Der Landwirt hat sich auf einen Vertrag sui generis berufen, also eine Art spontanen Beratungsvertrag. Das Gericht ist davon ausgegangen, dass der Handelsagent lediglich Geschäfte zwischen dem Kunden und dem Geschäftsherrn vermittelt. Eine Haftung des Handelsagenten gegenüber dem Kunden sei daher regelmäßig ausgeschlossen. Auch die Annahme eines konkludent geschlossenen Beratungsvertrages kommt grundsätzlich nicht in Betracht. Die Beratung des potentiellen Kunden begründet keine Eigenhaftung. Etwaige Schadensersatzansprüche wegen eines Verschuldens des Handelsagenten kommen grundsätzlich nur gegen den Lieferanten in Betracht. Dieser muss für den Handelsagenten als seinem Erfüllungsgehilfen einstehen. Ein besonderes persönliches Vertrauen in den bzw. ein unmittelbares eigenes wirtschaftliches Interesse des Handelsagenten ändert daran nichts.
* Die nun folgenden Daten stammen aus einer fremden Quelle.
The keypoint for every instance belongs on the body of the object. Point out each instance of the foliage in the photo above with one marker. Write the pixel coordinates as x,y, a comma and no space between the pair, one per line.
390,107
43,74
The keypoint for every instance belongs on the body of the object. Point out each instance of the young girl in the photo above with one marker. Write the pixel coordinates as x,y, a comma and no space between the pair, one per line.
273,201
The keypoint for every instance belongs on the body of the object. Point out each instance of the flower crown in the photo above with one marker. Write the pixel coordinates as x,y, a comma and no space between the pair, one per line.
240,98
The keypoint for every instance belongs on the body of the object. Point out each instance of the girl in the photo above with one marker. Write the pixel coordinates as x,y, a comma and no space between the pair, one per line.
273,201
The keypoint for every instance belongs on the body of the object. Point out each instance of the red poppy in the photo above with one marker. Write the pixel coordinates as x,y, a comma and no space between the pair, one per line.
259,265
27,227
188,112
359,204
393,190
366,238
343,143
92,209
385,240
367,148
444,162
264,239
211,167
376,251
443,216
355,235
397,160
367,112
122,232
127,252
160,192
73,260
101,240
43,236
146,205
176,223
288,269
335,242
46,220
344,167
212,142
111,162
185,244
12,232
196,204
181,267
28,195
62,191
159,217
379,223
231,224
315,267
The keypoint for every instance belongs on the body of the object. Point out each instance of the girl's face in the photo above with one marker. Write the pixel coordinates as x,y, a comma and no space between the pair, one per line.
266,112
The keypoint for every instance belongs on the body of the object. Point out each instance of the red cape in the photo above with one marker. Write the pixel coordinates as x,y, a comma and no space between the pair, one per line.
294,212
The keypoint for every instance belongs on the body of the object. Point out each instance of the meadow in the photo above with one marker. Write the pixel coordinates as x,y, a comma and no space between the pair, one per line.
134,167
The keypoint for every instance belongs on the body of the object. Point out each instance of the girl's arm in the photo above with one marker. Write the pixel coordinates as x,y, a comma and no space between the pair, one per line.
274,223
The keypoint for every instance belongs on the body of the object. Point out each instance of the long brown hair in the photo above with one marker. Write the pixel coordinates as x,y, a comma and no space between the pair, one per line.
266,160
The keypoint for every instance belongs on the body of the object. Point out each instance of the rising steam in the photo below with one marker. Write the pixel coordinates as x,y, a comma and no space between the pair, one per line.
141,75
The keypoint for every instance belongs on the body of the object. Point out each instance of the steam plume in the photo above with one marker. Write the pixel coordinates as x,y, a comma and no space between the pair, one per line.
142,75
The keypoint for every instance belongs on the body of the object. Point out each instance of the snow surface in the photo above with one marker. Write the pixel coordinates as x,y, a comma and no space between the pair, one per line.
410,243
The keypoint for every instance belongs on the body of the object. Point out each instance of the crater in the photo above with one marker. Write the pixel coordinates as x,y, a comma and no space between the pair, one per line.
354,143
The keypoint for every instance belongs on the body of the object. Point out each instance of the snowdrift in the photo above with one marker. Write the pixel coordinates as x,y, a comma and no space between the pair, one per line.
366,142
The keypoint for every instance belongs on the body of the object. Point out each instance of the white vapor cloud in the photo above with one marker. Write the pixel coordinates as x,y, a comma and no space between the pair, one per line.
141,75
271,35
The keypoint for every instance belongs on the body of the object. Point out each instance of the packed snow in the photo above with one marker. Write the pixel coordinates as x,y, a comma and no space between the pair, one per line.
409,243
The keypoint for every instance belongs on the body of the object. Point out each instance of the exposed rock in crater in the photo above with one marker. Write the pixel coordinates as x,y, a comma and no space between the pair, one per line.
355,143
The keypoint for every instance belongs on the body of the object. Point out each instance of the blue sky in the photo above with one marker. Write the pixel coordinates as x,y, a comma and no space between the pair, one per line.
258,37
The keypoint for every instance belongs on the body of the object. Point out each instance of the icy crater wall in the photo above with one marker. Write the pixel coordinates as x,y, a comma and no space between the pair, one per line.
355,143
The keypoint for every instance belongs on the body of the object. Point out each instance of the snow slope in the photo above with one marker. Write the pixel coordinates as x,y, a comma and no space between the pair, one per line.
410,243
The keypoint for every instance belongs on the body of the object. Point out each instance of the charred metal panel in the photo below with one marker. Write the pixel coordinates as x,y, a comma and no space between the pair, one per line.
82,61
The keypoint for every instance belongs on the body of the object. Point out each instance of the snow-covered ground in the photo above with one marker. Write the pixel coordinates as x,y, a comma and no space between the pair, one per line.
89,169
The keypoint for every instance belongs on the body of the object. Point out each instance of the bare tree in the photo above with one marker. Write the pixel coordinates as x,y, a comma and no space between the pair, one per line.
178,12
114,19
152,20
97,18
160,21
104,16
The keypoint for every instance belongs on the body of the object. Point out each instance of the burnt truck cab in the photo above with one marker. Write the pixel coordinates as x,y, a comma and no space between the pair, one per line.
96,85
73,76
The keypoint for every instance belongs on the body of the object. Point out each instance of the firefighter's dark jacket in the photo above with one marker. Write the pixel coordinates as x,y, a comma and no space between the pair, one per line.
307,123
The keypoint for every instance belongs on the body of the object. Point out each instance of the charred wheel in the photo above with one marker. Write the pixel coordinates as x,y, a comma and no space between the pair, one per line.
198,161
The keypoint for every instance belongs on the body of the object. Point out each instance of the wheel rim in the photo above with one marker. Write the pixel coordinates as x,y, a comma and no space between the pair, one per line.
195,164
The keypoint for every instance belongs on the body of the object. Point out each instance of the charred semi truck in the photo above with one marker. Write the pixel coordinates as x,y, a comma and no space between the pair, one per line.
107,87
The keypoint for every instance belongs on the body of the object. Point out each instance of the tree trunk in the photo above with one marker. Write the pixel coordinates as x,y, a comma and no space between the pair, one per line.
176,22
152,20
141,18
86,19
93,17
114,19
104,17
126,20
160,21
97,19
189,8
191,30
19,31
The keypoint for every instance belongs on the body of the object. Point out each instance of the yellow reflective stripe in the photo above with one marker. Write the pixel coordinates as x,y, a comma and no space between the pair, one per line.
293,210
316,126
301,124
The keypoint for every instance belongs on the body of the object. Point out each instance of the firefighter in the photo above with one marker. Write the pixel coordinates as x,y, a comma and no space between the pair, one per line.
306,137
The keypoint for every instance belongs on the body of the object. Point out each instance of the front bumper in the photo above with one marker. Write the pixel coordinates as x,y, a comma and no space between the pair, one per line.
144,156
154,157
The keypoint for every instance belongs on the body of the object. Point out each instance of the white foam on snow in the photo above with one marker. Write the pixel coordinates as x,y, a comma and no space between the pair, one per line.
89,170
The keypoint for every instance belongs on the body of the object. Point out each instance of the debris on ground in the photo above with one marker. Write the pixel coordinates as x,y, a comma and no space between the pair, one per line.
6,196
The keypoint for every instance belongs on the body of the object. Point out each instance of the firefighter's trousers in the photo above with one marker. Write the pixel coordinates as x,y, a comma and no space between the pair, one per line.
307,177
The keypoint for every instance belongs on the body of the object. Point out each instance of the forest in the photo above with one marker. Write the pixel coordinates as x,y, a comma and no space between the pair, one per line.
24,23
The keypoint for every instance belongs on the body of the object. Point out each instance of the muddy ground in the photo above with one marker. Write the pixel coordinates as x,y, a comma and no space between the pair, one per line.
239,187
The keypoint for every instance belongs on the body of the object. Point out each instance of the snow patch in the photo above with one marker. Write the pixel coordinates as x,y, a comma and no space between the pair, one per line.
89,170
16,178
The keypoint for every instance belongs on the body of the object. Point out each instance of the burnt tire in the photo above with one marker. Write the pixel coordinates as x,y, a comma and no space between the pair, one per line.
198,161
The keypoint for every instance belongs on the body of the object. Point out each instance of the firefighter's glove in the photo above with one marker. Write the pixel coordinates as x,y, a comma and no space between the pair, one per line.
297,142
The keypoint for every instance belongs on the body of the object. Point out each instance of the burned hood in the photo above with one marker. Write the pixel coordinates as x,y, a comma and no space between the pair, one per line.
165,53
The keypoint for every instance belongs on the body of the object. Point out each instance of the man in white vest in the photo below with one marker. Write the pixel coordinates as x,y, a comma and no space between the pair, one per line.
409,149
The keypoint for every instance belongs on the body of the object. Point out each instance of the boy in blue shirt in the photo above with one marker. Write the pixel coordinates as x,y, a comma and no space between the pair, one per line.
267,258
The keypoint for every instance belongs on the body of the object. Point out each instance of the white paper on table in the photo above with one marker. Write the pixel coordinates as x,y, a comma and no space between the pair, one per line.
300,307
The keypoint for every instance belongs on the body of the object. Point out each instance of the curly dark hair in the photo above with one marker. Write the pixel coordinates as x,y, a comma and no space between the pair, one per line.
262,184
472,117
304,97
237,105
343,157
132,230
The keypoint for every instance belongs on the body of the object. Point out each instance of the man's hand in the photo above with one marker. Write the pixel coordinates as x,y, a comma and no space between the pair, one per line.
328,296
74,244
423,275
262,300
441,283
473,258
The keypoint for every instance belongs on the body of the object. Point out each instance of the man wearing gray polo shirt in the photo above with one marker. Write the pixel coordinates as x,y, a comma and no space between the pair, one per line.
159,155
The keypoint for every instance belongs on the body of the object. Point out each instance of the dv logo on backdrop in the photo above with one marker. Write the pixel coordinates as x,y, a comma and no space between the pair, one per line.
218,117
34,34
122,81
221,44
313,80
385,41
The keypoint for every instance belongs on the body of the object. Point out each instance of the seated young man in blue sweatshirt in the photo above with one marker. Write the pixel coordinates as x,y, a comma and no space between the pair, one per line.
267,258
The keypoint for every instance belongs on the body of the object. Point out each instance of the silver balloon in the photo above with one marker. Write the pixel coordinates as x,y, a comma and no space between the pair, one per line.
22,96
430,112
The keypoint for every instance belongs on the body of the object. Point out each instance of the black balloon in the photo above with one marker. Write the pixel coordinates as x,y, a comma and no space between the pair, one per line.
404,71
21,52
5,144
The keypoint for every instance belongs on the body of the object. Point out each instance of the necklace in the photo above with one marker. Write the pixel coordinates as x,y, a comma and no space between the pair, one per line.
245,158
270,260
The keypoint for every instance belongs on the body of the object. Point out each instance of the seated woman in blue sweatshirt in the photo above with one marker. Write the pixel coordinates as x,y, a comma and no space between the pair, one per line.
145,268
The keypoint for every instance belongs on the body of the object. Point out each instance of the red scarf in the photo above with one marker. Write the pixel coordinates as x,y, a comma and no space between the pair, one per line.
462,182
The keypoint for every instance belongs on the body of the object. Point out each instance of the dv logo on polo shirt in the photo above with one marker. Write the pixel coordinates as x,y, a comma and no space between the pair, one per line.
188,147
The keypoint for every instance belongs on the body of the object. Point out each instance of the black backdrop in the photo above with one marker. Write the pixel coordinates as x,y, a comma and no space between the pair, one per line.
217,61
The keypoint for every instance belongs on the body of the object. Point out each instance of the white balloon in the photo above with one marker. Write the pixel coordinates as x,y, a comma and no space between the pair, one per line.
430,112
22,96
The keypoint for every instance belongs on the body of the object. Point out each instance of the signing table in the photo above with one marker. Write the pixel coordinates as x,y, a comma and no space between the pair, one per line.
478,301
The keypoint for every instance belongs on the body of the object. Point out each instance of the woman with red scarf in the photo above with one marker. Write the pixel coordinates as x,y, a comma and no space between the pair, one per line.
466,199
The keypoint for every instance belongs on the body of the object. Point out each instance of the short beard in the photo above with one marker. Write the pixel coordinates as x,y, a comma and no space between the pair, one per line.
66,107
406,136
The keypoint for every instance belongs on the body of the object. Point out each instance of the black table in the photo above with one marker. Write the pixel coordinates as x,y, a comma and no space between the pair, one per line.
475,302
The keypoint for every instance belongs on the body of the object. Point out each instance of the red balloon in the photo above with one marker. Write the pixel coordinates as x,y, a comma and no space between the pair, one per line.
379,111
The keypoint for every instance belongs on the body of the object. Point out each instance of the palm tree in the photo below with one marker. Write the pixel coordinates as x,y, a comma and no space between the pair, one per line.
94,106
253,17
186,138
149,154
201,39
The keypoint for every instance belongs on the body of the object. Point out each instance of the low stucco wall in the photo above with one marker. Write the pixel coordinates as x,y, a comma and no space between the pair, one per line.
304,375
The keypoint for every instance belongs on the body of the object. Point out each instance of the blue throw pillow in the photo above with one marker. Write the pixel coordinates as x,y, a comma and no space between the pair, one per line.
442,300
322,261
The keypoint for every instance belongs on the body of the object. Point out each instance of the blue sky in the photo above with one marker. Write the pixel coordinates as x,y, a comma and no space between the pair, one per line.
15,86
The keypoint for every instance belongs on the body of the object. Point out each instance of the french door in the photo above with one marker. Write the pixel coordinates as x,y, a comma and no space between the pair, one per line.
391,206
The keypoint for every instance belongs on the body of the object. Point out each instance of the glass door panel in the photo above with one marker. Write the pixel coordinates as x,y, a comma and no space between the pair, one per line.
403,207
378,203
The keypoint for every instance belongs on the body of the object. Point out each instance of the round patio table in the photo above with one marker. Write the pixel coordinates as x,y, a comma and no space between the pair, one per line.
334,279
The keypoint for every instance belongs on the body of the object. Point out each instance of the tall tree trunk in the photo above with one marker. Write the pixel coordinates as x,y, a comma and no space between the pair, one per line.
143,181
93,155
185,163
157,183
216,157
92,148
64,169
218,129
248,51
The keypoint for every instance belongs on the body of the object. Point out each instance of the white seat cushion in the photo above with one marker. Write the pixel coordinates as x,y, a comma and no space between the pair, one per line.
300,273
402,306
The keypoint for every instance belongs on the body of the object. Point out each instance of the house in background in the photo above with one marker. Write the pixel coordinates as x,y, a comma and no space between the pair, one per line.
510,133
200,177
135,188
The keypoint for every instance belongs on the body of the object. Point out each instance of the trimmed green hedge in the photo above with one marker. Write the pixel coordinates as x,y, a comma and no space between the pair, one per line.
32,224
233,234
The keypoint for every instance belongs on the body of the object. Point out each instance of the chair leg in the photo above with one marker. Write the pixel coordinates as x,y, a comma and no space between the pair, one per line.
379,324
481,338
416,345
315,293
Ein besonderes persönliches Vertrauen liegt insbesondere nicht schon dann vor, wenn der Vertreter (hier: vermeintlich) über eine besondere Sachkunde verfügt und darauf hinweist.

 

Es gibt lediglich eine Ausnahme: wenn nämlich der Handelsagent dem Kunden den Eindruck vermittelt, er werde persönlich mit seiner Sachkunde die ordnungsgemäße Abwicklung des Geschäfts gewährleisten, und zwar auch dann, wenn der Kunde dem Geschäftsherrn nicht oder nur wenig vertraut. Dies geht also in Richtung einer persönlicher Garantieübernahme. Beispiele, in denen dies ausnahmsweise gegolten hätte, sind aber kaum verfügbar. Für ein Reisebüro als Vermittler für Reiseveranstalter wurde dies verneint. Auch reicht der bloße Provisionsanspruch des Reisebüros für ein unmittelbares eigenes wirtschaftliches Interesse nicht aus, weil es lediglich ein mittelbares Interesse ist (BGH 25. 4. 2006). Eine persönliche Eigenhaftung eines Vertreters wurde in der Praxis bisher nur in ausgerissenen Fällen bejaht. So zum Beispiel bei einem Unternehmensberater, der sich als Unternehmenssanierer hervorgetan hat und unter Verweis auf seine früheren Sanierungserfolge Verhandlungen über ein Darlehen mit Dritten geführt hat. Tatsächlich jedoch war er wegen Betrugs vorbestraft und hätte natürlich kein persönliches Vertrauen genossen, falls er dies offengelegt hätte. Hier wurde eine persönliche Haftung bejaht (BGH 3. 4. 1990). Aus der österreichischen Rechtsprechung kann man auf Fälle zu Anlageberatern verweisen. So waren etwa beim European Kings Club (kurz EKC) Vermittler als Handelsagenten beschäftigt, die dann über die Grundsätze der Anlageberatung persönlich haftbar waren (wobei hier sehr wohl ein schlüssiger Abschluss eines Auskunftsvertrags angenommen wurde). Man sieht also, dass solche Fälle mit einem „normalen“ Handelsagenten so wie wir ihn verstehen und die auch so auftreten, nichts zu tun haben.

 

Im Ergebnis besteht aber kein Anlass, sich „gemütlich zurückzulehnen“. Denn falls dem Lieferanten/Geschäftsherrn ein Schaden in Form einer Ersatzpflicht aufgrund einer Fehlberatung durch den Handelsagenten erwächst, wäre dieser unter Umständen berechtigt, sich beim Handelsagenten schadlos zu halten. Dabei stellen sich zusätzliche Fragen, so ob der Geschäftsherr sich auf den Handelsagenten verlassen durfte, er z.B. angefertigte technische Zeichnungen nicht selbst hätte überprüfen müssen, ob den Handelsagenten ein Verschulden trifft etc. Im Verhältnis zum Kunden aber gelten die oben genannten Grundsätze: eine Eigenhaftung des Handelsagenten scheidet demnach in aller Regel aus.